Un reciente estudio científico ha confirmado que la duración de los días en la Tierra está en proceso de cambio, proyectando un futuro en el que el ciclo diario alcanzará las 25 horas. Investigadores de la Universidad Técnica de Múnich (TUM), en Alemania, lograron medir con una precisión sin precedentes la velocidad de rotación del planeta, corroborando que este movimiento se está desacelerando de manera progresiva e irreversible debido a factores astronómicos y geofísicos.
La investigación, que utilizó un sofisticado láser de anillo para monitorear las fluctuaciones en el giro terrestre, determinó que la rotación se hace cada vez más lenta. Aunque el concepto de un día de 24 horas parece inmutable para la experiencia humana cotidiana, los datos señalan que la Tierra tarda milisegundos adicionales en completar su vuelta sobre su propio eje a medida que pasa el tiempo. Según las proyecciones del equipo científico, se estima que tendrán que pasar aproximadamente 200 millones de años para que el día terrestre se extienda oficialmente a 25 horas.

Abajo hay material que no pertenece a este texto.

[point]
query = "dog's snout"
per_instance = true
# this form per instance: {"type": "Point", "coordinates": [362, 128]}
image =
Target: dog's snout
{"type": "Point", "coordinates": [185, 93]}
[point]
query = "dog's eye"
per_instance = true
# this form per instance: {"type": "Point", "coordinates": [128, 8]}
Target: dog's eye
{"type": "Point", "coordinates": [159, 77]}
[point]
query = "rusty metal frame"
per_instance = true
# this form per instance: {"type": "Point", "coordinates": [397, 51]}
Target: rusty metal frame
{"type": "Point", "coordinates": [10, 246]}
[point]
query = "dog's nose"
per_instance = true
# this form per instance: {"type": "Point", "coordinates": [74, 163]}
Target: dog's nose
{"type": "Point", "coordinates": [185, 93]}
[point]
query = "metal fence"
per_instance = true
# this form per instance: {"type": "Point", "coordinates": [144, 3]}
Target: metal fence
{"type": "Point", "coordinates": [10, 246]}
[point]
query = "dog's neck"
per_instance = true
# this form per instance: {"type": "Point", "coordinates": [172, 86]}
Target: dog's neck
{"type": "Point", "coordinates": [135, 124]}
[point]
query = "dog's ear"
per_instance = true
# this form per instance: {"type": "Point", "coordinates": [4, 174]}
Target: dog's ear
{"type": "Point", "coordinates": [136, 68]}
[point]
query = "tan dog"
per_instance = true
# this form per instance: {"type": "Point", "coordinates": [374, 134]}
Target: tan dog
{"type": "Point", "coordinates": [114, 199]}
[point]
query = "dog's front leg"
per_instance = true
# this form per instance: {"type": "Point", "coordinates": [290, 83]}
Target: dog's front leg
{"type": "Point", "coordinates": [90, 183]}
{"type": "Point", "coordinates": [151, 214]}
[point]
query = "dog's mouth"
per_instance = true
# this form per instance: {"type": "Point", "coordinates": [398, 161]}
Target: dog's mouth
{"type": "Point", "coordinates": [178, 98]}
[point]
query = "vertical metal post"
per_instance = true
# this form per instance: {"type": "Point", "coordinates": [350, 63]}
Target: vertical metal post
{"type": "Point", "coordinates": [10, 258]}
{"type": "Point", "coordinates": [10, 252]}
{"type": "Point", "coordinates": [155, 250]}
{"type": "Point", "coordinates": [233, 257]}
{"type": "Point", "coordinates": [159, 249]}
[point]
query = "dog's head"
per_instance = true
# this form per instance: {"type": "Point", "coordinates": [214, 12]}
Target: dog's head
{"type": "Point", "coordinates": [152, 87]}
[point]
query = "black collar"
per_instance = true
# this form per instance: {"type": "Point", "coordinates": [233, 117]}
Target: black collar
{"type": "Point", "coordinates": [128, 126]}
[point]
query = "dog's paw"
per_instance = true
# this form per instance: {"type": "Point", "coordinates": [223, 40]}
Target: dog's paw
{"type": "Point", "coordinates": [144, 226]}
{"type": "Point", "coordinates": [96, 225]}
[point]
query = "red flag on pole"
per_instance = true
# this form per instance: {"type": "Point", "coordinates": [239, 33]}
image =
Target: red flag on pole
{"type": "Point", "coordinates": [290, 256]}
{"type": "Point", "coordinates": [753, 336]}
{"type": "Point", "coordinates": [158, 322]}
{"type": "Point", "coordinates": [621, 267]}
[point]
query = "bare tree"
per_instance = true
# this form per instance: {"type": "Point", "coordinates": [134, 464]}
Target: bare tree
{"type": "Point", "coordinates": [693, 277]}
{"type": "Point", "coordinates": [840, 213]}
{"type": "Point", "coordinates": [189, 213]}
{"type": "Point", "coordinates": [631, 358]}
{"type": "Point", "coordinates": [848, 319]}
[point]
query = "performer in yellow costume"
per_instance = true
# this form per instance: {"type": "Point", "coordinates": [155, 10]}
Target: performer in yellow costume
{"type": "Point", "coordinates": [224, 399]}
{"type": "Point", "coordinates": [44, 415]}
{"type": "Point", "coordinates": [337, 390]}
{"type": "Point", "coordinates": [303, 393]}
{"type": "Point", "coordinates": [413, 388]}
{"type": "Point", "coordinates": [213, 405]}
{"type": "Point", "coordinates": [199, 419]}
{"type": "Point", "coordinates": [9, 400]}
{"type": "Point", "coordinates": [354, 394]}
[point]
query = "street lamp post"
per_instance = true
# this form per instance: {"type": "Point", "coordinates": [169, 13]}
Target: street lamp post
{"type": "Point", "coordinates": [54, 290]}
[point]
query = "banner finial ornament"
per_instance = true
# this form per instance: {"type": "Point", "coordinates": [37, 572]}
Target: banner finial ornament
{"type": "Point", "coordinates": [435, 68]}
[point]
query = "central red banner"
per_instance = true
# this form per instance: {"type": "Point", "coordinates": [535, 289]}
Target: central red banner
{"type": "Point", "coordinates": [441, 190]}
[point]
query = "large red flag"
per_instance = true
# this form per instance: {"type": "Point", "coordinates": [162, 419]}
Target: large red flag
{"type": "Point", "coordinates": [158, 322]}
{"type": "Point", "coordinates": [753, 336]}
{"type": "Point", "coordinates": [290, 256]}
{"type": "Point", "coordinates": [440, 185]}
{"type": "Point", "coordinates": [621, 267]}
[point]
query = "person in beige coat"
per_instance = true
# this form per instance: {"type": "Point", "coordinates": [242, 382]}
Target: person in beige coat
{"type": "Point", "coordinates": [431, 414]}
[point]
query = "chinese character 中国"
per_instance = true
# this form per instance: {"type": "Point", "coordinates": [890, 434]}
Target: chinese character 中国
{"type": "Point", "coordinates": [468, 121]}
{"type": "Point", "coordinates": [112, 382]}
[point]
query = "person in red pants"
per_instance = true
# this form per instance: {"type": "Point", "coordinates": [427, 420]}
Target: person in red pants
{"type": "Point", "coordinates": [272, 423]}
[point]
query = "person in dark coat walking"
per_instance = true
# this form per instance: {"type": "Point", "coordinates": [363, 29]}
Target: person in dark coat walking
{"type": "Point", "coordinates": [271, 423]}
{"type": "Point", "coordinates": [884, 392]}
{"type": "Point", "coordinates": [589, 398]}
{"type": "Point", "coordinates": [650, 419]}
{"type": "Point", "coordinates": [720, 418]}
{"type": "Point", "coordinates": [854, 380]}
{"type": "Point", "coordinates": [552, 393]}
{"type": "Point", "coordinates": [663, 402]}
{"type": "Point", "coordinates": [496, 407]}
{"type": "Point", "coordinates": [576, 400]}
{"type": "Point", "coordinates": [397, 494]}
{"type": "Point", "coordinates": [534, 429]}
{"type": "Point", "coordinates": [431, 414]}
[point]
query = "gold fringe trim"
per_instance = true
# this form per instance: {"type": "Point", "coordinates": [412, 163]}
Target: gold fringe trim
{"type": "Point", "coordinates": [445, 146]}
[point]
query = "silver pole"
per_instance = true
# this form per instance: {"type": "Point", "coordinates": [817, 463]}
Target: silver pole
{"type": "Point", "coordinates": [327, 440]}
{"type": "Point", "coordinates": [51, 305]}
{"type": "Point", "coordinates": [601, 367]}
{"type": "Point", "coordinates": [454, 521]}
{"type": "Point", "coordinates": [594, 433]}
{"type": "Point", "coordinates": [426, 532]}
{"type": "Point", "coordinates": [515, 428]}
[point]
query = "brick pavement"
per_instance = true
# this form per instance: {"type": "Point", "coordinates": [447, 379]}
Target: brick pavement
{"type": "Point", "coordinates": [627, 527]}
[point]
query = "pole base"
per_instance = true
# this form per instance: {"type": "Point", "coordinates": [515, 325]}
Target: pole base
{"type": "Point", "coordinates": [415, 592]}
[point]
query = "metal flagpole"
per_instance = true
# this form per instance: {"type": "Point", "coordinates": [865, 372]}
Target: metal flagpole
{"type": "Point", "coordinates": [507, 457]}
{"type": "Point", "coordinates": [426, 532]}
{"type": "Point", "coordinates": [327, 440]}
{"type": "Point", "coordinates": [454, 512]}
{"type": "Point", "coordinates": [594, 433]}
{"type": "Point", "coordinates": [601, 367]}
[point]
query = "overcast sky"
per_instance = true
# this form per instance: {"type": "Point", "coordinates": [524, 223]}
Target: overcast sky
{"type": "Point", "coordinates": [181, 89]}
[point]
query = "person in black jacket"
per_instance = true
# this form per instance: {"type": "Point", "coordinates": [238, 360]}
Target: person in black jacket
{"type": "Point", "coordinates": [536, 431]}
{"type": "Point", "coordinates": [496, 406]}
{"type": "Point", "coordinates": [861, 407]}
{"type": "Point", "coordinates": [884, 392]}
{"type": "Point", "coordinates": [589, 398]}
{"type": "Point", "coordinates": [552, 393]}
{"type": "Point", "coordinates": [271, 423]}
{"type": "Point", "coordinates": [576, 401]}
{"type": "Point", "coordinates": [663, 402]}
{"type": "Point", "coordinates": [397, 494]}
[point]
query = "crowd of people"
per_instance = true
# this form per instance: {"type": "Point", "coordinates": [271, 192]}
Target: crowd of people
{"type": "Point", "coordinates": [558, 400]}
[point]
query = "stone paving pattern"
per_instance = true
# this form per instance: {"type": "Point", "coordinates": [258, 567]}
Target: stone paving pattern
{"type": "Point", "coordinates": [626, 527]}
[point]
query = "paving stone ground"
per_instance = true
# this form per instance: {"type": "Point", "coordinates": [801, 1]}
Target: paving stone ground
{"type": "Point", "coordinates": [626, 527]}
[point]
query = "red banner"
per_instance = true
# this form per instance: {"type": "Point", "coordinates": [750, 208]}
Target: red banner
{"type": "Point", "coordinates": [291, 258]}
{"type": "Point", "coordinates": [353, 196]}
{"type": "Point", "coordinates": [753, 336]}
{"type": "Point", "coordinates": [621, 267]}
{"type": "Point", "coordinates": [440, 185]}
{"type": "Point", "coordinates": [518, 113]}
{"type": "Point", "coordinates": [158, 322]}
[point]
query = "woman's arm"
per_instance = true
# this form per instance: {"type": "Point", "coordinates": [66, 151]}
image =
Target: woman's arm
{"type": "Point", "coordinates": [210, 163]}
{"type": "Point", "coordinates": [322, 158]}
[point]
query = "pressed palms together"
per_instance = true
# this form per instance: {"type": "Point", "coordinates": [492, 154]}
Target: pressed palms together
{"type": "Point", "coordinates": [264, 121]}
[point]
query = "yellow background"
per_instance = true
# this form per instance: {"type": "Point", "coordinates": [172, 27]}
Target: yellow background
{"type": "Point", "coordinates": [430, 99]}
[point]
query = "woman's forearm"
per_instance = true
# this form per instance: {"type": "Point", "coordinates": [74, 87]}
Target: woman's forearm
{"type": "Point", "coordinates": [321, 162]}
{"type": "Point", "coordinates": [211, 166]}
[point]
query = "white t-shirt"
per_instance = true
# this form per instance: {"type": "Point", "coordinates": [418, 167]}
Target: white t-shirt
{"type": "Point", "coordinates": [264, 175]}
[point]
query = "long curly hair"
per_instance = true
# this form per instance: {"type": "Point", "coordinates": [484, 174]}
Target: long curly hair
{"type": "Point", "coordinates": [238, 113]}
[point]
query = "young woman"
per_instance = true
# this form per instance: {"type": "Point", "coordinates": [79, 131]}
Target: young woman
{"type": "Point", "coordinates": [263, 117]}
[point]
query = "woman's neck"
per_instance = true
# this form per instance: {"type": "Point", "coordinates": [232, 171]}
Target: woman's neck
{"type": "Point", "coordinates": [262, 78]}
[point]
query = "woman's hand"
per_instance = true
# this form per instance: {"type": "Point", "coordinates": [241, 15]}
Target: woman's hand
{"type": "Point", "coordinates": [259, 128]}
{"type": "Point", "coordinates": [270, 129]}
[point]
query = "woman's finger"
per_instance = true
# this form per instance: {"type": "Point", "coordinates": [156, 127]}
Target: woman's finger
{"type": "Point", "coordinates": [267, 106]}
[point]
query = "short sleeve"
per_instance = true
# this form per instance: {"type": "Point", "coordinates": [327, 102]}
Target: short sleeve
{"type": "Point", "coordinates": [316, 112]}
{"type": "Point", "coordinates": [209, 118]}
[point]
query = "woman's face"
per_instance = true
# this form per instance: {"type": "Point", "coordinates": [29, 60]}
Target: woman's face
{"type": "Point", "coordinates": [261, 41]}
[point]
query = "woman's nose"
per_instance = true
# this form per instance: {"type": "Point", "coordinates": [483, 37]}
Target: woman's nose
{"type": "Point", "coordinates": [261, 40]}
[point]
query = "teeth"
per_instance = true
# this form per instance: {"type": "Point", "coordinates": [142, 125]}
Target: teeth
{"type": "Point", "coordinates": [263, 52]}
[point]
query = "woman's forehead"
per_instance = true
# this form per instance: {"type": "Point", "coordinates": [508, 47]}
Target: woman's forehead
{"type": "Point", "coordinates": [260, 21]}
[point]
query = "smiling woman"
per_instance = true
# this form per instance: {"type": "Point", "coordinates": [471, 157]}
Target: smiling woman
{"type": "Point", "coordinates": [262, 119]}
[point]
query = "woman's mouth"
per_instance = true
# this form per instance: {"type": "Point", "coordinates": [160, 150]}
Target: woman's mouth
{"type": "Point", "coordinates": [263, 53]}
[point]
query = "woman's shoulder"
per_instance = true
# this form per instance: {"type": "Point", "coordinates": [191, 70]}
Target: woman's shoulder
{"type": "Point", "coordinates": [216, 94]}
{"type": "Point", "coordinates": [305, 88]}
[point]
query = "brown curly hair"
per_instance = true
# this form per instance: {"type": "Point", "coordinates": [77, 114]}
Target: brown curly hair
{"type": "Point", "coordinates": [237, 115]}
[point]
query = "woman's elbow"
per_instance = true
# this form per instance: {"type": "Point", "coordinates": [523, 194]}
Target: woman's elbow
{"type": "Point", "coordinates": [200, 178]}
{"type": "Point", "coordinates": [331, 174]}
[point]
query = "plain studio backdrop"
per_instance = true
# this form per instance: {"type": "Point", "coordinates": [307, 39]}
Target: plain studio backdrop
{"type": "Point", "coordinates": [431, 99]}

El principal responsable de este fenómeno es la interacción gravitacional entre la Tierra y la Luna. A medida que el satélite natural se aleja gradualmente del planeta, ejerce una fricción de mareas que actúa como un freno natural sobre la rotación terrestre. Este proceso no es nuevo; de hecho, los geólogos han determinado que hace 1.400 millones de años un día duraba apenas 18 horas y 41 minutos, y durante la era de los dinosaurios, el ciclo era de 23 horas.
El avance tecnológico implementado por la Universidad de Múnich ha sido clave para estas conclusiones. El giroscopio láser utilizado, ubicado en el Observatorio Geodésico de Wettzell, cuenta con una sensibilidad tal que puede detectar variaciones de apenas unos milisegundos en la rotación. Esta herramienta permite entender no solo la duración del día, sino también cómo la dinámica interna del planeta y los movimientos de masas atmosféricas y oceánicas influyen en la estabilidad del tiempo.
Aunque el cambio es imperceptible para la generación actual, el hallazgo tiene implicaciones profundas para la astronomía y los sistemas de navegación global, que dependen de una medición exacta del tiempo. Por ahora, los relojes seguirán marcando 24 horas, pero la ciencia ha dejado claro que la Tierra es un sistema dinámico en constante desaceleración, encaminándose lentamente hacia días más largos en un futuro geológico distante.